Wednesday, September 21, 2011

so pleased

in my intro to political philosophy class, we are reading plato's republic. one of the curious features of the republic is that socrates proposes to investigate justice in a person by first investigating justice in the city:


We say, don’t we, that there is a justice that belongs to a single man, and also one that belongs to a whole city? …Perhaps, then, there will be more justice in the larger thing, and it will be easier to discern. So, if you are willing, let’s first find out what sort of thing justice is in cities, and afterward look for it in the individual, to see if the larger entity is similar in form to the smaller one. (Book II)
 

its not clear that socrates' strategy makes any sense. to see the problem, suppose that we were trying to investigate health in a mouse. would it make sense to first investigate health in an elephant, on the grounds that elephants are bigger, and then use that to understand health in the mouse? what counts as healthy in a mouse is different than what counts as healthy in an elephant. in the same way, how can we assume that justice in the city will be the same as justice in the soul?

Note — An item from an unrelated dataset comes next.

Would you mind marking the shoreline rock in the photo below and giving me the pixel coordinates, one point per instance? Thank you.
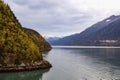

i put this question to my students today (with white-board drawings of mouse & elephant, and person & city).

right away, one of my students from nepal answered: the difference is that a person is a part of a city, just like a cell is a part of a body. a mouse, however, is not part of an elephant. so justice in the person and city are related in a closer way. and the city will be just only if the people within it are just.

i was so pleased by this answer - already thinking in terms of parts and wholes! and this is the same student who, on the first day of class, was skeptical of democracy and spoke in favor of monarchy! perhaps she has been reading ahead, or perhaps she comes from a long line of nepali platonists.